En Grande-Bretagne, la British Medical Association a appelé en juin 2010 au déremboursement total des remèdes homéopathiques. Elle a également réclamé que les produits homéopathiques soient retirés de la vente en pharmacies à moins qu'ils ne soient clairement présentés comme des placebos.
Dans certains pays, les remèdes homéopathiques sont remboursés par les mécanismes d'assurance maladie, au même titre que les autres médicaments. Dans d'autres pays, comme l'Allemagne (depuis 2003), l'Espagne, la Finlande, l'Irlande, l'Italie, la Norvège et la Suède, l'homéopathie n'est pas prise en charge par les systèmes de santé.
Les préparations homéopathiques sont en général en vente libre sans ordonnance (pour l'automédication). Dans certains pays, leur vente est réservée aux pharmacies, comme pour les médicaments.
En Europe, les remèdes homéopathiques doivent obtenir une autorisation de mise sur le marché, mais sont dispensés d'étude clinique préalable. L'homéopathie est décrite à la pharmacopée européenne.
En France
L'exercice de l'homéopathie sous le titre d'homéopathe relève de la médecine. Un homéopathe doit donc nécessairement être un médecin pour pratiquer. Il peut avoir un diplôme universitaire d'homéopathie délivré par les facultés de pharmacie, mais ce n'est pas une obligation légale. L'exercice médical de l'homéopathie, auparavant toléré, est reconnu depuis 1997 par le conseil de l'Ordre des médecins. Toutefois compte tenu de l'absence de validation scientifique, l'exercice de l'homéopathie par des médecins ne semble pas respecter l'article 39 du code de déontologie médicale lequel dispose que : « Les médecins ne peuvent proposer aux malades ou à leur entourage comme salutaire ou sans danger un remède ou un procédé illusoire ou insuffisamment éprouvé. Toute pratique de charlatanerie est interdite. » Le code de déontologie et le code de santé publique impliquent de potentielles sanctions ordinales comme pénales pour la pratique de méthodes insuffisamment éprouvées, là où la pratique de l'homéopathie reste tolérée.

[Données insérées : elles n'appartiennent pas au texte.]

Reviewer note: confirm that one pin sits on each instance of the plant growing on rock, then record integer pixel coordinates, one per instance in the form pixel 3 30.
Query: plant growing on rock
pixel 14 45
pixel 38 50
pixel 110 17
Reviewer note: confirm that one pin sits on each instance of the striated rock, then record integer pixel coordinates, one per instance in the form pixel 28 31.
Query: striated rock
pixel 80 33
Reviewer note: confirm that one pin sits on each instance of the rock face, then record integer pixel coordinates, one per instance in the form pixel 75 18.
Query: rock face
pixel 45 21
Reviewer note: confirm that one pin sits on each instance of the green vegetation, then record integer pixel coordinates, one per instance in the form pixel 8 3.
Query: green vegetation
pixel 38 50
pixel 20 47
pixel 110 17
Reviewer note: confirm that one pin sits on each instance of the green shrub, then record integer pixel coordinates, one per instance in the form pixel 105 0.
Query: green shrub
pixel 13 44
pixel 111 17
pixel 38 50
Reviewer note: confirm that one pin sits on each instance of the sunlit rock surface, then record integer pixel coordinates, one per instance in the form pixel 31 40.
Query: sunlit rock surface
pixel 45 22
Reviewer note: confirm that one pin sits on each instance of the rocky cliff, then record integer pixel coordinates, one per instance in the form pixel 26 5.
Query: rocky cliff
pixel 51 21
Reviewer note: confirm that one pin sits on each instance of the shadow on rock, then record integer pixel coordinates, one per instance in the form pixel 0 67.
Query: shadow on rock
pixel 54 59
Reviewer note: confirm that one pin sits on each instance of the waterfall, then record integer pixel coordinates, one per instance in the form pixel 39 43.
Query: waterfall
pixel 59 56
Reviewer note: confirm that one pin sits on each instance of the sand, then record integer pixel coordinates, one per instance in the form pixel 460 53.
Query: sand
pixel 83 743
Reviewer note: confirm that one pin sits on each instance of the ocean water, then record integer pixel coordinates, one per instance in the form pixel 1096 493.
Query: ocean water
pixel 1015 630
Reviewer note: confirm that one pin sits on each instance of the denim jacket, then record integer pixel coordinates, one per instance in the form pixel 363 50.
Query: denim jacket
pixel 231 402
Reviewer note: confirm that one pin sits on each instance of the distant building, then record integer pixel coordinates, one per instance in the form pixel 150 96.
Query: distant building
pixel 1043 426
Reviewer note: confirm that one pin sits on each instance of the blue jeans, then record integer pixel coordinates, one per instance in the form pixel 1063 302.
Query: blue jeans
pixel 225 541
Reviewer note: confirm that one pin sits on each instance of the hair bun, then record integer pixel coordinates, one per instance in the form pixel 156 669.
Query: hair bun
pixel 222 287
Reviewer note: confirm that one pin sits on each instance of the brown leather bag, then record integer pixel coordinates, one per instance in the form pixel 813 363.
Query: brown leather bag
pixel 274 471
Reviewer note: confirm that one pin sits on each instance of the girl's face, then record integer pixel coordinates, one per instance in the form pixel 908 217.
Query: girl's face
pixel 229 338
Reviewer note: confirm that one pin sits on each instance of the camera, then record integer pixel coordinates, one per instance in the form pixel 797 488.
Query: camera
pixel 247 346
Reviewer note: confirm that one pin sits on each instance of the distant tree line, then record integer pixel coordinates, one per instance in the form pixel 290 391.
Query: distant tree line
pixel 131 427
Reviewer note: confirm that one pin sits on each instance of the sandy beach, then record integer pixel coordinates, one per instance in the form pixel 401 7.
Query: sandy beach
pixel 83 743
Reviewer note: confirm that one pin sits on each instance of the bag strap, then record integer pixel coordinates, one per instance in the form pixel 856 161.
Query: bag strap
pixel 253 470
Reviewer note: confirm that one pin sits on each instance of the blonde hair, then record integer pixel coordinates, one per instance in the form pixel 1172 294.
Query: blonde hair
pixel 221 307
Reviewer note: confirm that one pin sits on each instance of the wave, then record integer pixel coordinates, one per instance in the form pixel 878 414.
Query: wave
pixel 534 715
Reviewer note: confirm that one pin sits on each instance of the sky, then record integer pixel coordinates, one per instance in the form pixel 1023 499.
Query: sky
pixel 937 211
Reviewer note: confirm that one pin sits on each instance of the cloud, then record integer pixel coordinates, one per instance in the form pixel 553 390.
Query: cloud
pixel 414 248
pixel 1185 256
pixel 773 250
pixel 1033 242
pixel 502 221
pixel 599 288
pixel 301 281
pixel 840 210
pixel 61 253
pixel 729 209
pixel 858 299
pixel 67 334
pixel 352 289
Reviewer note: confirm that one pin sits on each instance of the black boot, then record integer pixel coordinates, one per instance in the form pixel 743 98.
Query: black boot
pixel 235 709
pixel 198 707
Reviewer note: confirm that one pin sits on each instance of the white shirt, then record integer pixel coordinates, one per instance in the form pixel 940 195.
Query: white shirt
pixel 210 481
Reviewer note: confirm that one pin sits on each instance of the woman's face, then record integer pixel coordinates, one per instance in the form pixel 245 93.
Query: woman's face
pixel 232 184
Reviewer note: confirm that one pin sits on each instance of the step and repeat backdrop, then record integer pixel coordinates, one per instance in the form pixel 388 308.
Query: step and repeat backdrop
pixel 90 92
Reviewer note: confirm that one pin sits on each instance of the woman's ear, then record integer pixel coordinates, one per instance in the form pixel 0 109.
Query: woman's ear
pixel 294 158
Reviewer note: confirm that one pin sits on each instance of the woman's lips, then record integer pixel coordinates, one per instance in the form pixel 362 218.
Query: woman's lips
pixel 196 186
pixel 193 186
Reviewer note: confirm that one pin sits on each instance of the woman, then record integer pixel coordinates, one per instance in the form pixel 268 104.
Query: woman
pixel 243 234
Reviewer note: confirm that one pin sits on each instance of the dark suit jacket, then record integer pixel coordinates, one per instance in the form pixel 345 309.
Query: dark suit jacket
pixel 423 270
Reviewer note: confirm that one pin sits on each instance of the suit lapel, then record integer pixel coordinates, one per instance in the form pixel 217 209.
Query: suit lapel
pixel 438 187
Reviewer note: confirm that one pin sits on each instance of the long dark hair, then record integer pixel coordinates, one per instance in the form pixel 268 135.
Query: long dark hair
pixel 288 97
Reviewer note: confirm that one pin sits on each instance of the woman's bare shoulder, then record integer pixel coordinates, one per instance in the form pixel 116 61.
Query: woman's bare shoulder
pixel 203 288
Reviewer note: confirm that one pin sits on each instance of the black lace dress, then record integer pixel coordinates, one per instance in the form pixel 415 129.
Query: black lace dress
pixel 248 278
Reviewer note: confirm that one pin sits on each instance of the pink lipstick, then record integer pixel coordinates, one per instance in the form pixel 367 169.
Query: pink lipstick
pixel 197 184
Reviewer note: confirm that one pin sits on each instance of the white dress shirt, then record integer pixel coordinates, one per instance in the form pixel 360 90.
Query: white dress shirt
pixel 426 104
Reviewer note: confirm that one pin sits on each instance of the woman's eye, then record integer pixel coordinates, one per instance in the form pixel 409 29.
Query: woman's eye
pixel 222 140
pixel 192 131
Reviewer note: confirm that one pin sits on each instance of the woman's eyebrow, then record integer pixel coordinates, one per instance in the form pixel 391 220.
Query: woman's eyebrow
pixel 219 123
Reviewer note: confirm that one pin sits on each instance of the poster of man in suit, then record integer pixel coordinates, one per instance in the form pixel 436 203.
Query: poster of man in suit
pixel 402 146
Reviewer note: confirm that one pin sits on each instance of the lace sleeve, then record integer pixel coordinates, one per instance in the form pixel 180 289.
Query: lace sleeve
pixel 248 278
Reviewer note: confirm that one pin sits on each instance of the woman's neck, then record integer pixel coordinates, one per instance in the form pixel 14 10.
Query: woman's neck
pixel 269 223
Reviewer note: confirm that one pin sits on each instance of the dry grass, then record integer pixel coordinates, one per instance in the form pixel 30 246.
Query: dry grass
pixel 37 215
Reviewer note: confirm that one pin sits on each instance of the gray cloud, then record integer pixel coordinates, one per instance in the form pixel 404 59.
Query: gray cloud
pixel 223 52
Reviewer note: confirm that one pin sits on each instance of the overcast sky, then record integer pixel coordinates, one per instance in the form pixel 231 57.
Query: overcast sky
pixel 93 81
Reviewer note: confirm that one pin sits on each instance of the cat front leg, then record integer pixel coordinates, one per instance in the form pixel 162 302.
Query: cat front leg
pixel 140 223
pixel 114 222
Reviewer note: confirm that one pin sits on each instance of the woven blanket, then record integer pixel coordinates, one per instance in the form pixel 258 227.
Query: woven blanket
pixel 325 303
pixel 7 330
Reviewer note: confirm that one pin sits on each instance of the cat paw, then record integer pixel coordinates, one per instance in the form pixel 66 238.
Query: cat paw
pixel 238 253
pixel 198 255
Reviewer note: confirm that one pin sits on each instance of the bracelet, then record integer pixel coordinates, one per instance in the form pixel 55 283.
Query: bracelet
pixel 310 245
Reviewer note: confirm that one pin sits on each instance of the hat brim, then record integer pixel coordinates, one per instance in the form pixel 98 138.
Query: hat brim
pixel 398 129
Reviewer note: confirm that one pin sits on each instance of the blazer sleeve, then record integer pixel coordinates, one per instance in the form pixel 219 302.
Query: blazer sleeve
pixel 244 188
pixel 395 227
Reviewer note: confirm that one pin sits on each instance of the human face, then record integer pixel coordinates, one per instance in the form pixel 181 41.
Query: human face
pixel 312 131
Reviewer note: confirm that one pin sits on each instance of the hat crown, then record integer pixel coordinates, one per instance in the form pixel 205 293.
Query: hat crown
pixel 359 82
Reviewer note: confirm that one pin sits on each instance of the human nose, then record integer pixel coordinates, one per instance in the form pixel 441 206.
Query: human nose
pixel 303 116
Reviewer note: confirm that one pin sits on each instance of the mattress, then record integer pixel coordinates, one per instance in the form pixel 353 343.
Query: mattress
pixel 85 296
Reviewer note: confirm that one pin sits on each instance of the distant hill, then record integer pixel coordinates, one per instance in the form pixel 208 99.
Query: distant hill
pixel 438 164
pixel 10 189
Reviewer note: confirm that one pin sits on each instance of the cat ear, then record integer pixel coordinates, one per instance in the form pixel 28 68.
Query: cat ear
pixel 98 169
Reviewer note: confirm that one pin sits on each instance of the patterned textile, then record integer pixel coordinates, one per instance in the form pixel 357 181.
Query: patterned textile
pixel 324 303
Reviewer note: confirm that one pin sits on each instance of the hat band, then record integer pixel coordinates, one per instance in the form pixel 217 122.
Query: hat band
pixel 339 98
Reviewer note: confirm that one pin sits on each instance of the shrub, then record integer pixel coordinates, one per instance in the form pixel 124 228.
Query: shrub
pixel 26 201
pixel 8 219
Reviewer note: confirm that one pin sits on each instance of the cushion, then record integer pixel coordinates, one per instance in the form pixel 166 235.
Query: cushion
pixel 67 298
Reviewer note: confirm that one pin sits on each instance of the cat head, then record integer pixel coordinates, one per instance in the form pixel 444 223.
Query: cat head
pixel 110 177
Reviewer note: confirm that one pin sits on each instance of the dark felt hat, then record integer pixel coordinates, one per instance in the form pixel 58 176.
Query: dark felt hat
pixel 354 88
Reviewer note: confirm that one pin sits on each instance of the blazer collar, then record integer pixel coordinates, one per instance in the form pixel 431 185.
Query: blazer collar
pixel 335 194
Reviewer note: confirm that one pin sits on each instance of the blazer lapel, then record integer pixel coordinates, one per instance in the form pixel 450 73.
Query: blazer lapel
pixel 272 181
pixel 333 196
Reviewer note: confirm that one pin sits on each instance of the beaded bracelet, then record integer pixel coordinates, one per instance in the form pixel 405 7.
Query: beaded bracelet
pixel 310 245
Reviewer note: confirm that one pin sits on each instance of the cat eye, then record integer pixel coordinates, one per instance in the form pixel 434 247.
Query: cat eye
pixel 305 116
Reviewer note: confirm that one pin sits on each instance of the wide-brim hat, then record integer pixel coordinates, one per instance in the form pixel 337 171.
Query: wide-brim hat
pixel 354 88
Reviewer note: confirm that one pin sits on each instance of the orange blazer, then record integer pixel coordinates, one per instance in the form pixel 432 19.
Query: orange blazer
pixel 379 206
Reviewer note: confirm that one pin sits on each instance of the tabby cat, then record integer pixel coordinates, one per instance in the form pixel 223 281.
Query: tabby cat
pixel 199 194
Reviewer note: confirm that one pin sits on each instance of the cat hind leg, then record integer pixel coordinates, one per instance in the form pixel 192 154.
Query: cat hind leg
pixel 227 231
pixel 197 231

Comme certains autres médicaments, les remèdes homéopathiques peuvent également être prescrits par des professionnels de santé non-médecins comme les sages-femmes ou les kinésithérapeutes. Ils sont de toute façon en vente libre en pharmacie, sans ordonnance.
Dans le cas des médicaments homéopathiques, l’autorisation de mise sur le marché (AMM) applicable à tout nouveau médicament est remplacée par un simple enregistrement auprès de l'ANSM (anciennement AFSSAPS), ce qui constitue une dérogation étonnante.
Au Canada
En 2003, le contexte réglementaire fédéral a changé : l'homéopathie entre dans la catégorie des produits de santé naturels tout en gardant un numéro d’enregistrement (DIN).
Homéopathie vétérinaire
En 1833, Guillaume Lux introduit l'homéopathie pour soigner les coliques et les problèmes de marche des chevaux. L’homéopathie est utilisée sur les animaux domestiques ou de ferme pour traiter des pathologies courantes : dermatoses, problèmes de lactation, de comportement sexuel, de croissance, de mise bas, pathologies de l’appareil locomoteur, pathologies respiratoires, pathologies digestives.
Les normes de l'agriculture biologique restreignent l'usage de la médecine conventionnelle en dehors du contrôle d'un médecin vétérinaire et conseillent d'utiliser l'homéopathie, ainsi d'autres traitements dits naturels comme la phytothérapie et les oligo-éléments, « à condition qu’ils aient un effet thérapeutique réel sur l’espèce animale concernée, et aux fins spécifiques du traitement. »
Certains vétérinaires en déconseillent l'utilisation, d'autres sont spécialisés dans ce domaine.
L'homéopathie dans les arts
Au cinéma
Le film L'Oiseau d'argile fait la critique de l'homéopathie en opposition à la médecine conventionnelle.